Social Security, Medicare, and Medicaid are badly in need of long-term reforms, which will be less disruptive if they are made soon. But because significant cuts in benefits for retirees or people who are already close to retirement age are not desirable, such reforms will produce few budgetary savings over the next decade. Nonetheless, some savings are identified, primarily from accelerating (to 2012) implementation of the already enacted increase in the retirement age under Social Security, from more accurate inflation adjustments to Social Security benefits, and from increased premiums for Medicare.

Revenue Increases

Despite its reliance on a number of very controversial spending cuts, the better government plan necessarily depends heavily on revenue increases to achieve balance in 2014. Revenues as a share of GDP fell from 20.8 percent to 16.6 percent between 2000 and 2003, so all three plans—including the smaller government plan—must use revenue increases to fill at least some of the fiscal gap. The better government plan relies on revenue increases to fill 75 percent of this gap. The biggest increases in revenue come from returning the top four income tax rates to 2000 levels, raising the Social Security earnings ceiling so that 90 percent of earnings are taxable, repealing the 2003 capital gains and dividend tax reductions, and retaining the estate tax with a higher exemption. We refer to these changes as tax increases, but many are only increases relative to our adjusted baseline. Compared with the official tax code, which assumes that the tax cuts enacted in 2001, 2002, and 2003 will expire in 2010 or before, for most people the changes will still result in a tax reduction.
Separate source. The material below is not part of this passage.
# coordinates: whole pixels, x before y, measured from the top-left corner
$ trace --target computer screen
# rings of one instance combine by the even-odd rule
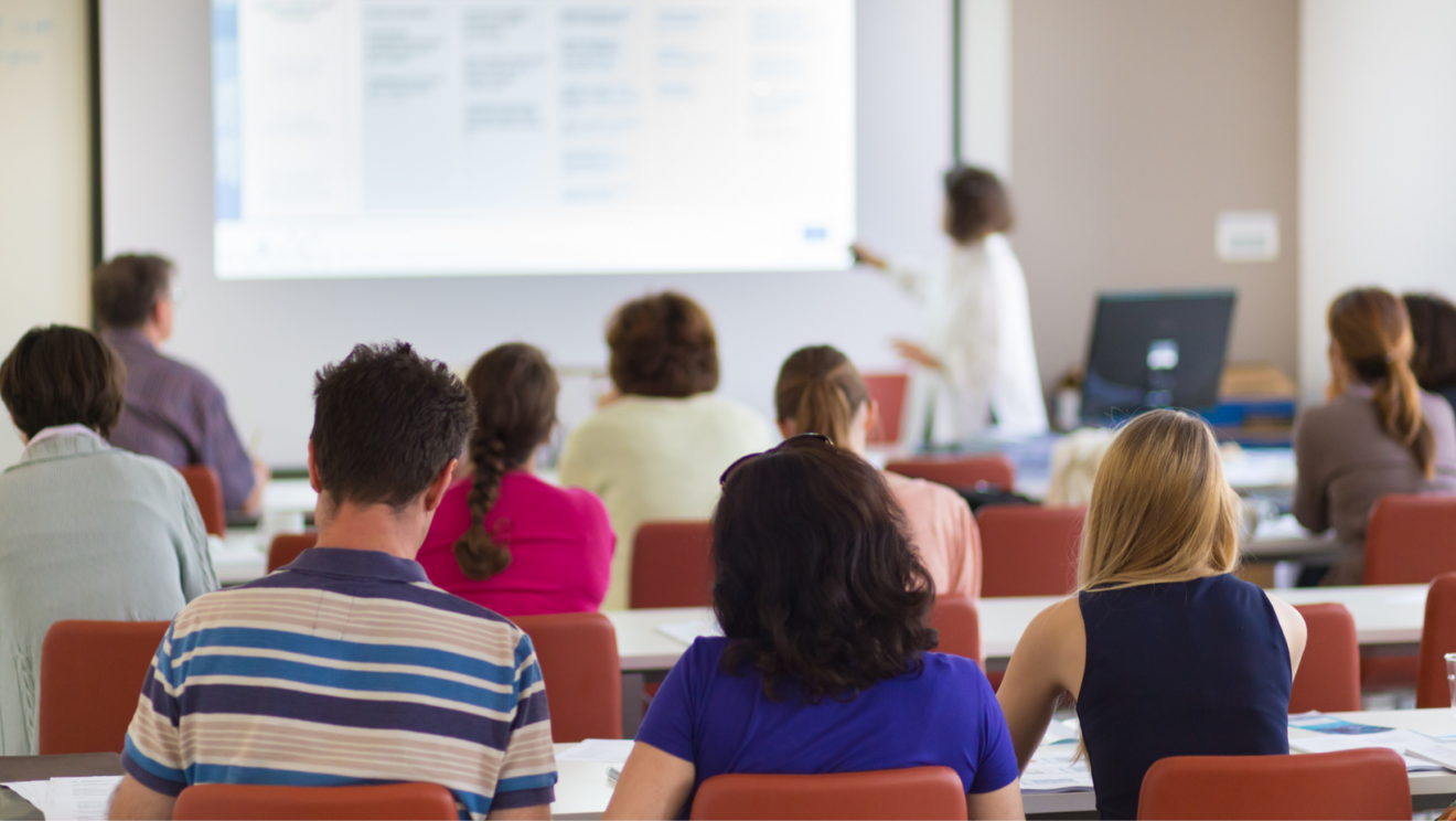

Improving the Budget Process

Reform of the budget process is essential to restoring fiscal discipline, and should involve at least three elements:

  • Caps on discretionary spending that extend for ten years;
  • “Pay-as-you-go” rules requiring that any tax cut or increase in mandatory spending be fully “paid for” by offsetting spending or tax changes over a ten-year period, and that these changes normally not be assumed to sunset;
  • A stricter definition of “emergency spending.”

While process reform alone will not restore fiscal responsibility, it can strengthen the resolve of politicians to do the right thing as well as provide political cover for resisting deficit-increasing actions.


America’s fiscal situation is out of control and could do serious damage to the economy in the coming decades. It could sap U.S. economic strength—making it much more difficult to respond to unforeseen contingencies—and pass an unfair burden to future generations. However, no one in a political position to do something about the problem has thus far crafted an adequate solution. Unless policymakers move quickly to find a compromise and enact reforms, the budget problem will only get worse.